Mais le premier intérêt de ce livre est que, non content de reconstituer minutieusement ces deux vies exceptionnelles, il nous plonge dans les messianismes, les doctrines et les mouvements qui ont précédé et façonné notre monde contemporain : saint-simonisme ou fouriérisme, symbolisme ou impressionnisme... Nous croisons au fil de la lecture les grandes figures politiques et artistiques du XIXe siècle : le père Lamennais, défenseur de la liberté des cultes, Proudhon, Éléonore Blanc, porte parole des ouvriers lyonnais, O'Connel qui défendait au parlement anglais l'abolition de l'esclavage, Mallarmé ou Pissarro.
Les clefs que donne Vargas Llosa sur le parcours artistique de Gauguin et de ceux qui l'entourèrent donnent envie de voir de nouveau ces œuvres qui permirent l'émergence des révolutions esthétiques du début du XXe siècle. Voici, pour conclure, un passage où Gauguin évoque Van Gogh.
« Te souviens-tu de ce soir de pluie et de mistral, où enfermés tous deux dans la Maison Jaune, le Hollandais fou s'était mis à parler du Christ comme d'un artiste ? Tu ne l'avais pas une seule fois interrompu, Paul. Le Christ était le plus grand des artistes, disait Vincent. Mais qui avait méprisé le marbre, la glaise, la peinture, et préféré œuvrer sur la chair vive des êtres humains. Il n'avait pas fait de statues, de tableaux, de poèmes. Il avait fait des êtres immortels, créé des instruments grâce auxquels hommes et femmes pouvaient faire de leur vie une parfaite et belle œuvre d'art. Vincent avait parlé longtemps, en buvant son absinthe à petites gorgées, et en disant parfois des choses que tu n'arrivais pas à déchiffrer. Mais, tu avais bien compris, sans jamais l'oublier, ce qu'à l'aube Vincent avait rugi, les larmes aux yeux :-Je veux que ma peinture réconforte spirituellement les êtres humains, Paul. Comme les réconfortait la parole du Christ. Le « halo » suggérait l'éternel dans la peinture classique. Ce « halo », c'est ce que maintenant je tente de remplacer par l'irradiation et la vibration de la couleur dans mes peintures.

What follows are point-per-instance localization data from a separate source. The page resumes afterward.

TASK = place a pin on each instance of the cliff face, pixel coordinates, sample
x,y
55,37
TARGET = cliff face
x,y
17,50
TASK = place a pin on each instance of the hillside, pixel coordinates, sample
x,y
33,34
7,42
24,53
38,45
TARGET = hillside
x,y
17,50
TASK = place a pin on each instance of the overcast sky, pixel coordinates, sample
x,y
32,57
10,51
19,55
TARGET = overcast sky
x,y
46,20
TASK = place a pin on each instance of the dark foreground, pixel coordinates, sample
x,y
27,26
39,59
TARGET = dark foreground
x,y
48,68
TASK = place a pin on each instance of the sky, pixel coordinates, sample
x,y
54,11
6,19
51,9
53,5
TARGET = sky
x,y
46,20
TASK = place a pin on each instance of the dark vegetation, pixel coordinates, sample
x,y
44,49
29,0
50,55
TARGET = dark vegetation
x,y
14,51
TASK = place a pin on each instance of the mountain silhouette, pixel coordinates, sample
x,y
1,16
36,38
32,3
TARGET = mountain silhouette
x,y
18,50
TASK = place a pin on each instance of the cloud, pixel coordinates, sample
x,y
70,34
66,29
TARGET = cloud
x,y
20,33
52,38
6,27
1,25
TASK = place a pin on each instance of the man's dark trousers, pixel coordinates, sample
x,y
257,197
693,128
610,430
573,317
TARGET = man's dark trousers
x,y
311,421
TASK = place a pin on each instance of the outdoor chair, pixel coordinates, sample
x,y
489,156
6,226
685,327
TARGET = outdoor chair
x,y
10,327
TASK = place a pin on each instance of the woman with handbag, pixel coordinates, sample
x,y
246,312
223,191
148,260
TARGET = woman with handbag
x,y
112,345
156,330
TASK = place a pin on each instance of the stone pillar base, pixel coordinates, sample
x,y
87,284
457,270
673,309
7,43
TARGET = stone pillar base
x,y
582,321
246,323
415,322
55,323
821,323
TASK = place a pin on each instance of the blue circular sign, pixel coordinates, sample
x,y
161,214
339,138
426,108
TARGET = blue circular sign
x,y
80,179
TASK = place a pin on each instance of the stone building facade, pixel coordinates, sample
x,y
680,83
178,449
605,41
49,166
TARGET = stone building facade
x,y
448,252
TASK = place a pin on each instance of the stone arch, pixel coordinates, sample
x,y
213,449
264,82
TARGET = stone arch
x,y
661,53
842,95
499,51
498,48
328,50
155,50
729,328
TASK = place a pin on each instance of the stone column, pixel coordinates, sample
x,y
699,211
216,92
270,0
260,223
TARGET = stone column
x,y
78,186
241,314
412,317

Dès lors, Paul, bien que tu n'aies jamais été très emballé par ce spectacle de lumières aveuglantes, ces feux d'artifice qu'étaient les tableaux de Vincent, tu avais considéré ces couleurs démesurées et violentes avec plus de respect qu'auparavant. Il y avait chez le Hollandais fou une vocation de martyre qui te donnait, parfois, des frissons. »
Le titre donne la clef du roman car il évoque cette belle définition de l'utopie que donna le cinéaste argentin Fernando Birri et reprise par Eduardo Galeano :
« J'ai dans l'idée que l'utopie est à l'horizon et, alors, si je fais dix pas, l'utopie s'éloigne de dix pas, et si je fais vingt pas l'utopie se place vingt pas plus loin : J'aurai beau avancer, jamais, jamais je ne pourrai l'atteindre. Alors, à quoi sert l'utopie ? Elle sert à cela : à avancer »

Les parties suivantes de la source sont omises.